The New York Times defended its decision to run the letter, which for days has been the subject of chatter around the water-cooler and across the web.
"It's an op-ed piece," said spokeswoman Eileen Murphy. "It's someone's opinion. The purpose of an op-ed page is it's a forum for people to write their opinion on something."
She also said the letter went through "the same process as any unsolicited op-ed would go through," although she declined to give details of the vetting procedure.
A person familiar with the matter who declined to be identified said the decision to run the letter was made by Andrew Rosenthal, the editor of the paper's editorial page, and Trish Hall, the op-ed editor.
Smith made contact with the newspaper about a week before the letter was published, according to another source familiar with the matter.
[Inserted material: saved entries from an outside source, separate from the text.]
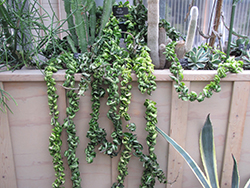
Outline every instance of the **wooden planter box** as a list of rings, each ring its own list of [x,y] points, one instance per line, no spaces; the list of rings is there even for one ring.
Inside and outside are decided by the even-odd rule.
[[[194,91],[201,91],[205,84],[213,79],[215,71],[184,71],[185,83]],[[66,97],[61,87],[64,71],[55,74],[59,94],[60,123],[65,118]],[[145,107],[146,98],[157,102],[158,126],[172,136],[189,154],[201,164],[198,139],[200,130],[208,113],[214,127],[215,146],[218,161],[218,174],[221,187],[231,187],[232,154],[238,161],[242,187],[250,177],[250,71],[230,74],[221,82],[222,90],[210,99],[198,102],[183,102],[173,90],[173,82],[168,70],[156,70],[157,89],[152,96],[142,95],[137,89],[134,76],[132,101],[129,107],[131,122],[137,125],[138,140],[145,143]],[[21,70],[0,74],[0,85],[17,101],[18,106],[9,101],[13,114],[0,113],[0,187],[1,188],[48,188],[54,181],[52,157],[48,151],[48,138],[51,133],[47,87],[44,76],[38,70]],[[80,76],[76,76],[80,79]],[[92,164],[85,161],[84,149],[88,143],[86,131],[89,128],[91,96],[88,91],[80,100],[80,111],[74,118],[80,145],[77,156],[80,162],[82,187],[110,188],[117,177],[118,157],[111,159],[98,154]],[[100,126],[108,135],[112,131],[111,122],[106,117],[107,108],[102,99]],[[65,134],[62,135],[63,140]],[[65,149],[64,142],[63,148]],[[172,185],[157,183],[156,188],[200,188],[201,185],[180,155],[159,135],[156,154],[161,168],[167,174]],[[66,164],[66,160],[65,160]],[[132,157],[129,163],[129,175],[126,188],[140,185],[142,164]],[[66,188],[71,188],[69,169],[66,168]]]

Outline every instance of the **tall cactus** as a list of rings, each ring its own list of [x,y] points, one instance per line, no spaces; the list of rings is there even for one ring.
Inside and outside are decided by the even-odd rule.
[[[86,21],[82,16],[84,10],[80,0],[72,0],[71,2],[72,2],[71,7],[72,10],[74,11],[74,16],[75,16],[76,33],[78,36],[79,47],[81,52],[86,52],[88,42],[86,33]]]
[[[96,25],[96,3],[93,2],[93,6],[89,11],[89,45],[92,45],[95,40],[95,25]]]
[[[106,23],[109,20],[111,11],[112,11],[113,0],[104,0],[103,1],[103,13],[102,13],[102,21],[100,26],[100,32],[98,36],[101,36],[102,30],[104,29]]]
[[[191,20],[189,22],[188,26],[188,33],[187,33],[187,38],[186,38],[186,51],[189,52],[192,50],[193,44],[194,44],[194,37],[195,37],[195,32],[196,32],[196,27],[197,27],[197,19],[198,19],[198,7],[193,6],[191,8]]]
[[[159,0],[148,0],[148,47],[155,68],[160,68],[159,62]]]
[[[71,0],[64,0],[64,10],[67,14],[67,23],[69,32],[71,34],[71,39],[74,41],[75,45],[78,46],[78,39],[76,35],[75,24],[73,20],[73,15],[71,12]]]
[[[188,25],[188,34],[186,41],[178,41],[175,52],[178,59],[182,59],[185,56],[186,52],[192,50],[194,44],[194,37],[197,27],[197,19],[198,19],[198,7],[193,6],[191,8],[191,20]]]
[[[114,0],[104,0],[103,15],[100,32],[109,20]],[[72,41],[75,46],[79,46],[82,53],[88,50],[88,45],[92,45],[96,36],[96,3],[95,0],[64,0],[64,9],[67,14],[67,23]]]

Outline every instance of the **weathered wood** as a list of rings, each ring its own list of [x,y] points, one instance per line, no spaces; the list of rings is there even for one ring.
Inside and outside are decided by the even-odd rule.
[[[235,156],[236,160],[240,159],[249,87],[250,82],[234,82],[221,176],[221,188],[231,187],[233,170],[232,155]]]
[[[28,71],[20,72],[22,72],[20,75],[18,75],[17,72],[15,74],[7,74],[7,72],[0,74],[0,79],[3,78],[6,80],[6,82],[4,82],[6,91],[11,93],[18,103],[18,107],[16,107],[12,102],[9,103],[14,114],[12,115],[9,113],[7,119],[11,130],[16,181],[18,187],[20,188],[27,188],[30,186],[35,186],[37,188],[50,187],[55,179],[55,176],[51,161],[52,157],[49,155],[48,151],[48,138],[52,127],[50,125],[49,107],[47,104],[46,84],[43,81],[43,75],[40,71],[30,71],[29,73]],[[207,75],[202,75],[207,72]],[[194,90],[199,93],[202,91],[202,88],[209,83],[209,81],[211,81],[209,78],[212,79],[214,73],[215,71],[184,71],[184,82],[188,87],[190,86],[190,91]],[[206,99],[201,103],[182,102],[180,99],[177,99],[177,94],[173,90],[173,83],[169,78],[170,72],[168,70],[155,71],[155,75],[157,77],[157,90],[154,91],[151,96],[142,95],[138,91],[138,84],[136,83],[137,78],[133,75],[134,81],[132,82],[132,99],[129,107],[129,114],[131,115],[131,122],[134,122],[137,125],[135,134],[137,135],[138,141],[144,146],[143,152],[147,154],[147,144],[145,140],[147,132],[145,131],[146,121],[144,118],[145,107],[143,106],[146,98],[150,98],[157,103],[157,126],[159,126],[167,134],[170,134],[182,147],[185,147],[185,150],[188,151],[188,153],[200,166],[202,166],[202,164],[198,146],[199,132],[202,128],[206,115],[211,113],[211,120],[215,135],[215,147],[218,151],[216,157],[218,162],[218,175],[221,179],[222,169],[225,169],[225,166],[228,163],[226,160],[232,163],[231,152],[233,152],[238,160],[240,175],[244,178],[242,180],[242,184],[244,184],[246,182],[245,179],[249,177],[248,169],[250,168],[250,162],[248,160],[249,145],[247,144],[250,132],[244,131],[244,135],[242,134],[242,126],[247,126],[247,130],[249,130],[250,122],[250,102],[247,102],[250,98],[249,89],[247,89],[250,87],[249,73],[249,71],[244,71],[238,75],[229,74],[227,78],[235,78],[235,80],[238,81],[233,84],[230,79],[225,80],[225,82],[224,79],[222,79],[222,91],[220,93],[214,93],[210,99]],[[63,70],[54,75],[54,78],[57,80],[57,93],[59,94],[58,109],[60,111],[60,123],[63,123],[63,119],[65,118],[65,109],[67,104],[65,103],[65,88],[62,87],[64,76],[65,71]],[[78,74],[76,78],[80,79],[80,74]],[[189,79],[191,78],[193,81],[189,82]],[[242,81],[240,81],[240,79],[242,79]],[[40,81],[37,82],[37,80]],[[234,90],[232,89],[233,85]],[[231,97],[232,93],[233,97]],[[110,188],[111,184],[116,182],[118,174],[117,163],[119,157],[110,159],[109,156],[99,153],[96,148],[97,157],[94,159],[94,162],[92,164],[87,164],[85,160],[86,156],[84,149],[89,142],[89,139],[86,138],[86,132],[89,129],[88,123],[91,118],[91,98],[91,90],[87,91],[84,97],[81,97],[80,110],[74,118],[77,135],[80,138],[80,143],[77,148],[77,157],[79,158],[80,163],[79,168],[82,178],[82,187]],[[113,125],[106,115],[108,111],[106,101],[107,95],[101,99],[99,123],[100,127],[107,131],[107,139],[111,141],[112,139],[110,138],[110,134],[112,132]],[[236,106],[234,107],[234,105]],[[242,122],[244,114],[242,115],[243,112],[241,111],[245,111],[244,108],[242,108],[242,105],[248,105],[245,123]],[[185,109],[188,111],[186,112]],[[236,114],[233,112],[237,112],[238,118],[235,117]],[[0,115],[1,121],[2,117],[3,114]],[[185,121],[187,121],[187,123],[184,123]],[[232,140],[230,139],[229,133],[228,138],[226,139],[225,133],[227,132],[228,121],[230,127],[232,127],[233,124],[237,125],[236,127],[233,126],[237,129],[236,132],[232,130],[232,128],[229,128],[228,132],[235,132],[235,137],[237,137],[236,140],[241,140],[242,138],[238,137],[243,137],[242,142],[244,143],[241,149],[237,149],[239,145],[238,141],[229,142]],[[1,125],[2,124],[3,123],[1,122]],[[187,127],[184,125],[187,125]],[[125,128],[125,124],[123,126]],[[66,134],[62,135],[62,153],[67,148],[65,136]],[[230,150],[225,149],[225,140],[229,143],[229,145],[226,145],[226,148],[229,148]],[[178,176],[177,181],[172,184],[172,187],[199,187],[200,183],[186,165],[186,162],[182,161],[181,164],[178,164],[180,157],[179,154],[174,152],[173,148],[169,149],[169,147],[170,146],[168,146],[164,138],[158,136],[155,152],[157,154],[157,161],[159,162],[160,167],[168,175],[168,182],[173,182]],[[225,159],[223,164],[224,150],[228,153],[228,155],[225,154],[225,157],[227,156],[228,159]],[[235,151],[237,151],[238,154]],[[244,158],[239,158],[237,156],[239,155],[239,152],[241,152],[241,156],[244,155]],[[175,162],[171,162],[171,159],[175,159]],[[70,170],[68,170],[66,160],[64,161],[67,176],[65,187],[71,187]],[[244,171],[242,171],[243,168]],[[232,171],[230,169],[226,171],[228,171],[227,173],[231,176]],[[143,167],[142,163],[140,163],[138,158],[135,156],[132,156],[131,158],[128,165],[128,172],[129,175],[125,178],[125,187],[139,187]],[[172,176],[170,175],[170,172],[173,173]],[[224,179],[226,179],[225,174]],[[231,181],[230,178],[229,181]],[[169,187],[169,185],[162,185],[156,181],[155,188],[163,187]]]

While it is not clear if Smith reached out to other media outlets, he told the New York Times he was in contact with another news organization.
The New York Times then began a checking process that included seeing one of Smith's performance reviews and his employee ID. The paper also called Smith's office before he had resigned, the second source said, noting that no one has challenged the facts in the piece.
Still, it wasn't only Bloomberg who slammed the Times. Morgan Stanley Chief Executive James Gorman said it should never have published the letter, and it lacked balance and was unfair to Goldman Sachs.
"Firstly, I was surprised that anybody would run an op-ed piece based upon the view of a single employee," he said at an event Friday in New York's Times Square. "The point of an op-ed piece is to find someone who's respected."
New York City's mayor also used his radio show to take a swipe at the follow-up coverage by the press, calling it "ridiculous."
Goldman - dubbed a "great vampire squid" in a 2009 article in Rolling Stone magazine - has been embroiled in the biggest insider trading scandal on Wall Street. And just weeks ago, a top judge criticized Goldman for big conflicts of interest in an energy deal.
"Look, I've never worked at Goldman," Bloomberg said. "But there's an awful lot of people there. They work very hard. They live in this city and we want to have more companies come and locate here," Bloomberg said on the radio show.
One news organization that Bloomberg praised for its coverage was his own, Bloomberg LP, saying an opinion piece it ran about Goldman and Smith was right on target.
"I thought the guy who wrote it had it exactly right," the mayor said. "He said, 'Surprise, surprise it's not the Make-a-Wish Foundation.' They're a company that's here to make money. That's what they do."